I am reminded of an old American Indian story:
An old grandfather, whose grandson came to him with anger at a schoolmate, said, "Let me tell you a story. I, too, at times, have felt a great hate for those that have taken so much, with no sorrow for what they do.
But hate only wears you down, and your hatred does not hurt your enemy. In the end, it only hurts you. It is like taking poison and wishing your enemy would die. The poison only slowly kills you! I have struggled with these feelings many times."
He continued, "It is as if there are two wolves inside me: One is good and does no harm. He lives in harmony with all around him. He will fight only when it is right to do so, and in the right way.
But the other wolf, ah! He is full of anger. The littlest thing will send him into a fit of temper. He fights everyone, all the time, for no reason. He cannot think because his anger and hate are so great.

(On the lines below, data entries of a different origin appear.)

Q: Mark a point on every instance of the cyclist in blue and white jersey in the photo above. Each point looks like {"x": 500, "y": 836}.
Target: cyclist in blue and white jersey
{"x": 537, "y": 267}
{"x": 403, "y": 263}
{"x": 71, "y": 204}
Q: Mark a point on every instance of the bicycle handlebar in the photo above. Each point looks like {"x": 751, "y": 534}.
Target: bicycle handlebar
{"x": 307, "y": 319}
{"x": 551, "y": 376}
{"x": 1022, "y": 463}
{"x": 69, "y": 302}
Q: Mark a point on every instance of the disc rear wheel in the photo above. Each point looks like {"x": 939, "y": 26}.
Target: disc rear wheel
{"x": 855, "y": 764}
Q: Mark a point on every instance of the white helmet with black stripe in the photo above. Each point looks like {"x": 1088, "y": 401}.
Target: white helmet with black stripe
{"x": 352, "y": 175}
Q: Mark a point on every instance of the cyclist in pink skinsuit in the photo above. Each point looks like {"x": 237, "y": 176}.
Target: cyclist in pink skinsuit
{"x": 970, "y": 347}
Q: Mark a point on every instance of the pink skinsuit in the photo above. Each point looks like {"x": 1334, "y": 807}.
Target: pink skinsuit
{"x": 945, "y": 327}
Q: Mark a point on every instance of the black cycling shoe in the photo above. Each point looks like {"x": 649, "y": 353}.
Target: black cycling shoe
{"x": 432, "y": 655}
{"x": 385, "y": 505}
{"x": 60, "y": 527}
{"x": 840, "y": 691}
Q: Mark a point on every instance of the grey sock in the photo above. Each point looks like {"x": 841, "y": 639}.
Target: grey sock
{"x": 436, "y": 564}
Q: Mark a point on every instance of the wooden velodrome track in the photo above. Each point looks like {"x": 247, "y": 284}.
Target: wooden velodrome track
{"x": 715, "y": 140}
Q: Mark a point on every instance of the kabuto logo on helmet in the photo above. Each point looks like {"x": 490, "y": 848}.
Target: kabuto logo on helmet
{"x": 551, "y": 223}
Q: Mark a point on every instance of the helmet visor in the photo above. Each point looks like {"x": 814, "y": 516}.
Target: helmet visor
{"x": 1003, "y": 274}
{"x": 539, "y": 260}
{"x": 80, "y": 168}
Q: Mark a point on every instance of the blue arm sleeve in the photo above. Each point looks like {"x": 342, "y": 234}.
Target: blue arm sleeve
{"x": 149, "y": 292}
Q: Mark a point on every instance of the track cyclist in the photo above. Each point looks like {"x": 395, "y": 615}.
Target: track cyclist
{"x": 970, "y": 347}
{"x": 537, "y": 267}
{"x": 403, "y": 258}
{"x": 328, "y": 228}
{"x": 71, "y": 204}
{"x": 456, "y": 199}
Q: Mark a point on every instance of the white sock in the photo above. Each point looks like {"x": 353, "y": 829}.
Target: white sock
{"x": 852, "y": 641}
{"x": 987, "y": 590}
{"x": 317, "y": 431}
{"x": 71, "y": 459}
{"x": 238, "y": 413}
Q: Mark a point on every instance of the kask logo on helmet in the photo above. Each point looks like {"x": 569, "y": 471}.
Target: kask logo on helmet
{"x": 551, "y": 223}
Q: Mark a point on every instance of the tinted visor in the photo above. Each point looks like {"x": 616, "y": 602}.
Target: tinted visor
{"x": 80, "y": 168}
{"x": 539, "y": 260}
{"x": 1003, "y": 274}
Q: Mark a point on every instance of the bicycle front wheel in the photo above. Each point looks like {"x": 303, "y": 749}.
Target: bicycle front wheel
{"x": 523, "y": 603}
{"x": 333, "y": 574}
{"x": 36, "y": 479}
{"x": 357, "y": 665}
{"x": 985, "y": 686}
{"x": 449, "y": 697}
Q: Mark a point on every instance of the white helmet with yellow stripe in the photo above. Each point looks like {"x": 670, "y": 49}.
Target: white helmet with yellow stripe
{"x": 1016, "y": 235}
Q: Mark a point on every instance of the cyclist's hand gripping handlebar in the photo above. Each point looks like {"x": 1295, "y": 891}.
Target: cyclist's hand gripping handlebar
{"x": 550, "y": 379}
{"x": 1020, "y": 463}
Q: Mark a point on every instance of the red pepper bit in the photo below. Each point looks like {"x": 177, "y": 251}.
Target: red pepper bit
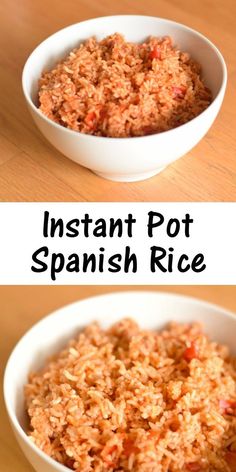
{"x": 179, "y": 92}
{"x": 155, "y": 53}
{"x": 191, "y": 352}
{"x": 106, "y": 455}
{"x": 129, "y": 447}
{"x": 90, "y": 118}
{"x": 194, "y": 467}
{"x": 226, "y": 405}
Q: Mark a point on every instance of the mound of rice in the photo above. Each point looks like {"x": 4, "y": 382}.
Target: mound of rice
{"x": 120, "y": 89}
{"x": 126, "y": 399}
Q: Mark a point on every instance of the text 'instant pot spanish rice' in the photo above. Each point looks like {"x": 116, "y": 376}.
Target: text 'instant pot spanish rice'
{"x": 120, "y": 89}
{"x": 125, "y": 399}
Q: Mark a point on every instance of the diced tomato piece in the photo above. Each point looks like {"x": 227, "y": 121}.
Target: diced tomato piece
{"x": 179, "y": 92}
{"x": 129, "y": 447}
{"x": 230, "y": 458}
{"x": 154, "y": 434}
{"x": 194, "y": 467}
{"x": 106, "y": 455}
{"x": 90, "y": 118}
{"x": 226, "y": 405}
{"x": 155, "y": 53}
{"x": 191, "y": 352}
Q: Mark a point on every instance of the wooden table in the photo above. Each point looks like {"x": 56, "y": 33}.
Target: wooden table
{"x": 31, "y": 170}
{"x": 22, "y": 306}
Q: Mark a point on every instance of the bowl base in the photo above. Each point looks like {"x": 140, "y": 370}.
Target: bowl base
{"x": 129, "y": 177}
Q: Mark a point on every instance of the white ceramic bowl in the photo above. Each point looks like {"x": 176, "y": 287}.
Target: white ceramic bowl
{"x": 151, "y": 309}
{"x": 126, "y": 159}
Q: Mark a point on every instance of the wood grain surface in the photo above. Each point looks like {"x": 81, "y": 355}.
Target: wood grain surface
{"x": 21, "y": 307}
{"x": 31, "y": 170}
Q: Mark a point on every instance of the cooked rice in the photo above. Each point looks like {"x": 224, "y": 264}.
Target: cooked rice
{"x": 127, "y": 399}
{"x": 120, "y": 89}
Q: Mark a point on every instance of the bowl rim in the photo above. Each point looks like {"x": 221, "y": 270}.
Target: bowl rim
{"x": 129, "y": 293}
{"x": 133, "y": 138}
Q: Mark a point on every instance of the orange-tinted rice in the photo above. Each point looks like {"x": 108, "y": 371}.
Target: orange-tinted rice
{"x": 125, "y": 399}
{"x": 121, "y": 89}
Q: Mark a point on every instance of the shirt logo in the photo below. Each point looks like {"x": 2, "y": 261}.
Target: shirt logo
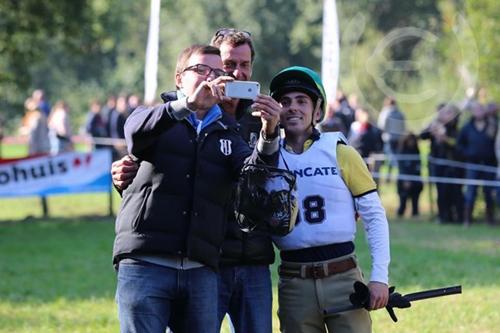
{"x": 225, "y": 146}
{"x": 253, "y": 139}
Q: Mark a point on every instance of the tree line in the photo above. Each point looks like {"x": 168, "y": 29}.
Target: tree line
{"x": 85, "y": 49}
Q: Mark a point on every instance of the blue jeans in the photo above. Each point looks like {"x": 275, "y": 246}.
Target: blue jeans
{"x": 245, "y": 293}
{"x": 151, "y": 297}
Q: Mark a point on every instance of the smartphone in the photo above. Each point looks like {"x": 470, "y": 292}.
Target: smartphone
{"x": 242, "y": 89}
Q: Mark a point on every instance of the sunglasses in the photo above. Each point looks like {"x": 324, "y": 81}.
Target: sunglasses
{"x": 205, "y": 70}
{"x": 230, "y": 31}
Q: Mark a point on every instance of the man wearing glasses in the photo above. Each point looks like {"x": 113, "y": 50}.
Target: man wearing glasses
{"x": 172, "y": 219}
{"x": 244, "y": 280}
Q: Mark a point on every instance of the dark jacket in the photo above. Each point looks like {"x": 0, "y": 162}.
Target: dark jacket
{"x": 178, "y": 201}
{"x": 478, "y": 146}
{"x": 242, "y": 248}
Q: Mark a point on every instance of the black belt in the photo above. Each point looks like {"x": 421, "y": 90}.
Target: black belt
{"x": 316, "y": 271}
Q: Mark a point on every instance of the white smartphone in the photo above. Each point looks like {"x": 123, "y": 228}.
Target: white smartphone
{"x": 242, "y": 89}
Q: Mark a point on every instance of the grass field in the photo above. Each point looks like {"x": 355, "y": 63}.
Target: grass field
{"x": 56, "y": 273}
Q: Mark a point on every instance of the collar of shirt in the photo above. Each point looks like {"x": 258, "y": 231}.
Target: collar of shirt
{"x": 213, "y": 114}
{"x": 307, "y": 144}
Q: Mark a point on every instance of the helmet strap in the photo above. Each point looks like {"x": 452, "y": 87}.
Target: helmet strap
{"x": 315, "y": 111}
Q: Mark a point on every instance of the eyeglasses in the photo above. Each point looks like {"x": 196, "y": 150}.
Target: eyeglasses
{"x": 205, "y": 70}
{"x": 230, "y": 31}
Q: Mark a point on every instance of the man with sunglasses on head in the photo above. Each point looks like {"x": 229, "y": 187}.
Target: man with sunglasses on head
{"x": 244, "y": 279}
{"x": 172, "y": 218}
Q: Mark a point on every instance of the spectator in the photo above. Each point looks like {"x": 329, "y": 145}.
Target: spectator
{"x": 60, "y": 129}
{"x": 95, "y": 126}
{"x": 476, "y": 142}
{"x": 172, "y": 221}
{"x": 334, "y": 121}
{"x": 244, "y": 279}
{"x": 408, "y": 165}
{"x": 442, "y": 133}
{"x": 34, "y": 126}
{"x": 392, "y": 123}
{"x": 365, "y": 137}
{"x": 344, "y": 110}
{"x": 39, "y": 99}
{"x": 133, "y": 102}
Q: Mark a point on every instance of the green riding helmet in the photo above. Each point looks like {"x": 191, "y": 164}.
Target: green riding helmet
{"x": 298, "y": 78}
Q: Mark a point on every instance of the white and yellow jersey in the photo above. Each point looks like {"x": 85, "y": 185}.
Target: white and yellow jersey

It is hard to live with these two wolves inside me, for both of them try to dominate my spirit."
The boy asked, "Which one wins, Grandfather?"
The grandfather said, "The one I feed."
To love as God loves means that we have to feed the good which God has planted inside us . . we have to pray to be God—like . . we must choose to have goodwill for everyone, even our enemies and ask God to help us do that.
Someone has wisely said, "You can't pray and hate!"
So let us feed our good wolves and pray for God's help:
We pray to you, O God, our Maker, Redeemer and Sustainer: help us always to remember that you created us for a purpose, to love You, to love one another, and even to love our enemies—to love unconditionally and with good intentions for everyone.
Be near us especially when we feel we are alone and unable to love perfectly.
Take away the poison of hatred and give us the grace to love others—even those who wish us ill and those with whom we disagree.
Give us strength to journey on, knowing that we are far from loving as You love but willing to be made more perfect as we follow your Son, until that time when our life on earth is finished and you take us home to Your Heavenly Kingdom where all is perfection and everyone is bathed in God's unconditional love forever. Amen.